Ghana’s President Nana Akufo-Addo on Monday fired his junior finance minister over corruption allegations made in an upcoming documentary on illegal gold mining.
The president has “terminated the appointment of the Minister of State at the Ministry of Finance, Mr Charles Adu Boahen, with immediate effect,” he said in a statement.
The fallout from the expose by a well-known investigative journalist comes as the government is under pressure over a faltering economy and lawmakers even from his own party push Akufo-Addo to fire Finance Minister Kenneth Ofori-Atta.
The presidency’s statement said Akufo-Addo’s decision came after “being made aware of the allegations” against Boahen in the documentary “Galamsey Economy,” which is scheduled to be released on Monday.
Akufo-Addo also referred the case to prosecutors for further investigation.
“The sacking of Charles Adu Boahen is meaningless unless it is linked to the resignation of Ken Ofori-Atta,” governing party lawmaker Davis Opoku said in a Facebook post.

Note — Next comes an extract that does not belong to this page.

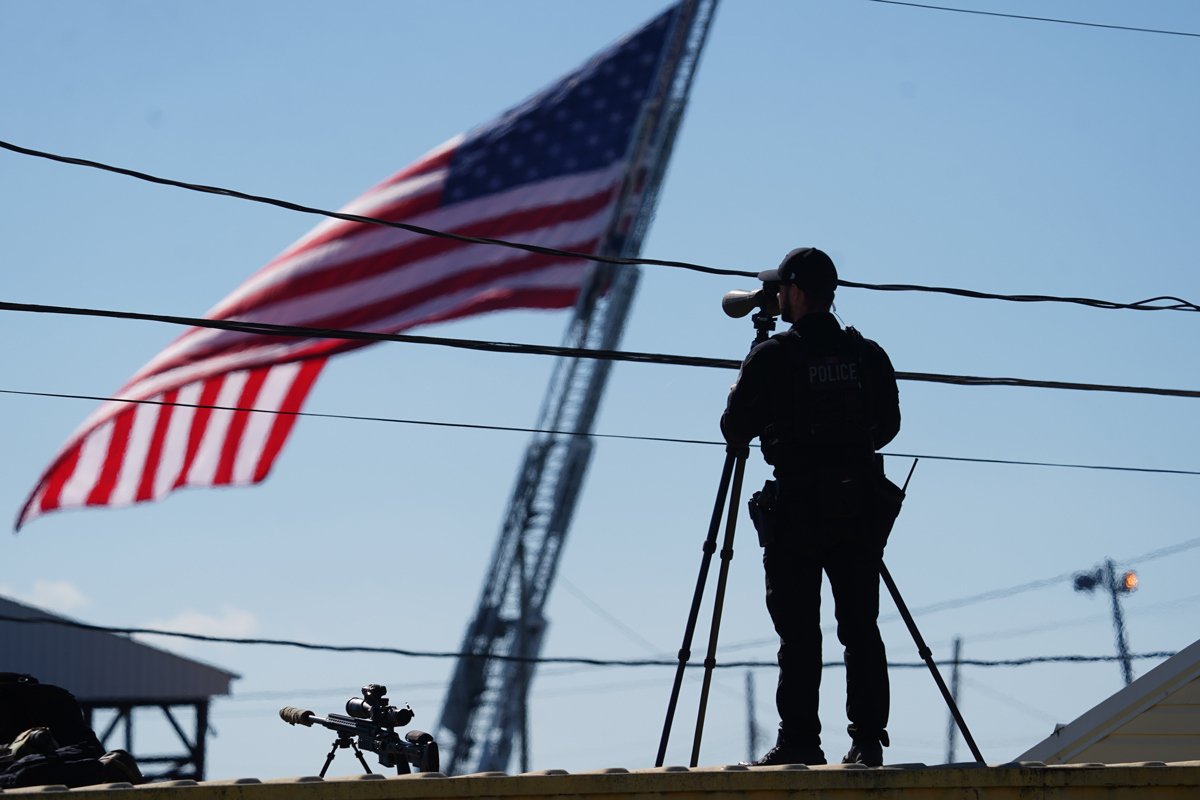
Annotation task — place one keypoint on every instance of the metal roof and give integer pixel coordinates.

Teasers from the expose show Boahen in what the documentary claims are images of him trying to demand $200,000 from potential investors to give to the vice president to allow them to do business.

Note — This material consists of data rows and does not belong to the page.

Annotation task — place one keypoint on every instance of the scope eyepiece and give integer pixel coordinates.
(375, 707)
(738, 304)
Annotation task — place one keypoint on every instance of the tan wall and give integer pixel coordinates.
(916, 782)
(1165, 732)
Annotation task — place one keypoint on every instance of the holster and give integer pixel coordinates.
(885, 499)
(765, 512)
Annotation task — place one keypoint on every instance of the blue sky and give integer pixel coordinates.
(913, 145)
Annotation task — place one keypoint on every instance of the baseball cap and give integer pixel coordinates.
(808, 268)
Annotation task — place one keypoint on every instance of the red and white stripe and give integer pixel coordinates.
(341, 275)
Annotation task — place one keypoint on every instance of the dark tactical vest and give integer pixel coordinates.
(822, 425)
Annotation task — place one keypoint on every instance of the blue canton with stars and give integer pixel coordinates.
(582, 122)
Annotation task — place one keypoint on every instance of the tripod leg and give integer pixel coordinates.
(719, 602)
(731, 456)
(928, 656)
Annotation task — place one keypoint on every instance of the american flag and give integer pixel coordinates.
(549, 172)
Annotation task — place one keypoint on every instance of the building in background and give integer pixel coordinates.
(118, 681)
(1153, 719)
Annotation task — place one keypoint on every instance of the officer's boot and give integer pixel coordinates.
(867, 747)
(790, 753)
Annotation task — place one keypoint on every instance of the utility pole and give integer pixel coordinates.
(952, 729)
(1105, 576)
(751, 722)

Galamsey is a local Ghanaian phrase referring to the illegal or unregulated, small-scale gold mining operations.
Boahen has not commented on the allegations made in the teasers.

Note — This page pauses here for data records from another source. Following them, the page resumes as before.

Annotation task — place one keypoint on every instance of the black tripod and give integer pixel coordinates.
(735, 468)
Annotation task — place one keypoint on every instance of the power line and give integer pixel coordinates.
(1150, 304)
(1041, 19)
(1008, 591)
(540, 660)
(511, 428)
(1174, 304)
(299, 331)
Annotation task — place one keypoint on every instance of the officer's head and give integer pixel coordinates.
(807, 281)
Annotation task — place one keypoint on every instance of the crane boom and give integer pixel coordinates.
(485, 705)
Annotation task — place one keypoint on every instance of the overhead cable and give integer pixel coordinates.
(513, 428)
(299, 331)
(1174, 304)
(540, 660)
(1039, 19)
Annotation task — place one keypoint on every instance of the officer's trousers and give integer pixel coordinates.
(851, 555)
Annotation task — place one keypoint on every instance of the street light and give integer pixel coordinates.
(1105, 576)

But before the sacking was announced, Vice President Mahamudu Bawumia on Monday said he was not aware of any meeting in which Boahen had used his name to “peddle influence and collect money from supposed investors.”
“If what the minister is alleged to have said is accurately captured in the video, then his position as a minister of state is untenable,” he wrote on Twitter.
“I will not allow anyone to use my name to engage in corrupt activities.”
The documentary was made by Anas Aremeyaw Anas, whose previous films led to a ban on the former Ghana FA president by FIFA and sanctioning of over 50 referees across Africa.
He has also investigated the country’s judiciary leading to the dismissal of over 30 superior and lower court judges in Ghana over bribes to drop cases.
The documentary will have a public screening at the Accra International Conference Centre for two days.
“The minister was too excited at the opportunity,” said Franklin Cudjoe, president of IMANI Africa, a civil society organisation, referring to the teaser images. “Will wait for the full video though.”
Akufo-Addo has been under increasing pressure after recently opening negotiations with the International Monetary Fund (IMF) over a potential $3-billion loan to help shore up the country’s economy.
Last month, he appealed to Ghanaians to support his efforts to manage the “crisis” as inflation has hit 40 percent and the national currency, the cedi, has dropped sharply.
Lawmakers are investigating Finance Minister Ofori-Atta over economic mismanagement and other allegations though he is leading the talks with the IMF team over the loan deal.